La llegada del frío y las lluvias que se presentan para el puente de la Constitución y la Inmaculada preocupan a los tenderos, pues esperan que este año consigan buenas ventas con respecto al año pasado, ya que con la vuelta a la normalidad tras la pandemia, a algunos no les acompañó la suerte.

“Hay días flojitos, pero cuando más se vende son los fines de semana y, sobre todo, este puente es clave para nosotros”, afirma el tendero de un puesto de figuras de belén, Antonio Martín.

El dueño de la primera caseta, la más cercana a la plaza de la Marina, es Paco Salinas, un tendero que lleva toda su vida trabajando en este oficio. El suyo es un puesto tradicional donde se encuentran todo tipo de figuras para el belén, zambombas, panderetas y trajes de pastora confeccionados a mano por su mujer. Paco comenta que ha notado un repunte en las ventas, pero su mayor miedo es el tiempo: ”Tengo buenas expectativas para este año, pero todo depende del tiempo que haga. Aunque llueva poco, la gente no suele acercarse”.

Por otro lado, los comerciantes ven en las casetas de la Gran Feria 'Sabor a Málaga', situadas en la acera opuesta, una esperanza, ya que el mercado gastronómico estará abierto hasta más allá del puente y esperan que, gracias a él, el Parque esté más concurrido a pesar de las lluvias.

Paco Salinas, dueño de un puesto del mercadillo del Parque. P. L.

Subida de precios

“Los precios han subido tanto que no podemos permitirnos comprar todo lo que nos gustaría, además somos pensionistas y estamos un poco achuchadas”, comentan María, Lola y Encarna, tres amigas que paseaban por los puestos. Por su parte, Maribel y Juan aprovecharon la ocasión para hacer alguna compra a sus nietos, pero reconocían que este año tendrán que “apretar la cartera un poquito”

La inflación de la economía está muy presente en estas navidades, los malagueños y turistas se aprietan un poco el cinturón ante las compras de Navidad. Esta situación es preocupante para los tenderos, pues algunos creen que no conseguirán buenos resultados este año. 

Ana García lleva toda su vida dedicándose al comercio, desde los diez meses ya andaba por el puesto acompañando a sus padres y abuelos. Ahora, a sus 54 años, es ella quien se encarga del negocio. La tendera de bisutería, ropa y complementos, no espera un buen resultado para estas navidades debido a la subida de precios. 

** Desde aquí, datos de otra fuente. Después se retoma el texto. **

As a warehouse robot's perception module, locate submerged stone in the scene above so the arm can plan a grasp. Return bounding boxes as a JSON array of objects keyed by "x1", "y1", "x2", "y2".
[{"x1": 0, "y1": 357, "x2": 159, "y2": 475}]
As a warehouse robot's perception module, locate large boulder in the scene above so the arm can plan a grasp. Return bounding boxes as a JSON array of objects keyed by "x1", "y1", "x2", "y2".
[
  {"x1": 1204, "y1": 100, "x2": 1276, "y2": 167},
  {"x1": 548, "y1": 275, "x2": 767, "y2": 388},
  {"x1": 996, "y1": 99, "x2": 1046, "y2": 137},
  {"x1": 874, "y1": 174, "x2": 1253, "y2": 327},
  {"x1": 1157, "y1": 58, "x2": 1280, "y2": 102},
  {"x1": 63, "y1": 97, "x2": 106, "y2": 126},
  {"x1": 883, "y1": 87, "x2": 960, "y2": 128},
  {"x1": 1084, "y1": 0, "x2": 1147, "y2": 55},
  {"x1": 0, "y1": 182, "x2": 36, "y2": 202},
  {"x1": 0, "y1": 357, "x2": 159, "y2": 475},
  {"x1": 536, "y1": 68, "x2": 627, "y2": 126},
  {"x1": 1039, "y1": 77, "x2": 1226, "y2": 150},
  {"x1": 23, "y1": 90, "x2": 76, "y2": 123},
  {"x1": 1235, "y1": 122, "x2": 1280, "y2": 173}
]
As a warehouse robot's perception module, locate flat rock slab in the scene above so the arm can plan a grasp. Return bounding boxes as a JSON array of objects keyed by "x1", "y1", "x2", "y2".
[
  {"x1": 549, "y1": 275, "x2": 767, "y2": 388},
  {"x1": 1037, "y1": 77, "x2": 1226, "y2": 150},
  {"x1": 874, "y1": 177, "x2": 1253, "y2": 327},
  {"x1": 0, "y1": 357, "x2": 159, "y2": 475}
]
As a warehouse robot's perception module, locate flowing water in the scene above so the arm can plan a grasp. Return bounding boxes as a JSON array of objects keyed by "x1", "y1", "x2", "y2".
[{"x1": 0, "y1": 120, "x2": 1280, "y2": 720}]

Lo que más se vende es lo que está más barato. Lo más económico, de un euro o dos, para hacer regalos” expresa Ana García. Aunque siempre intenta abaratar las ventas, no consigue vender suficiente y nota como van cayendo cada año. “El problema es el dinero. Con un sueldo medio no se puede gastar mucho”, afirma Ana García. 

Estar al cargo de un comercio de este tipo es duro, son muchas horas las que se trabajan y a veces no se ven recompensadas con las ventas. “Somos autónomos y no podemos mirar las horas que hacemos. Es nuestro negocio y debemos cumplir con la campaña de Navidad”, añade Rafael Corral. Aún así, los tenderos tienen muchas ganas y esperan que este año consigan buenas ventas, o al menos, mantenerse.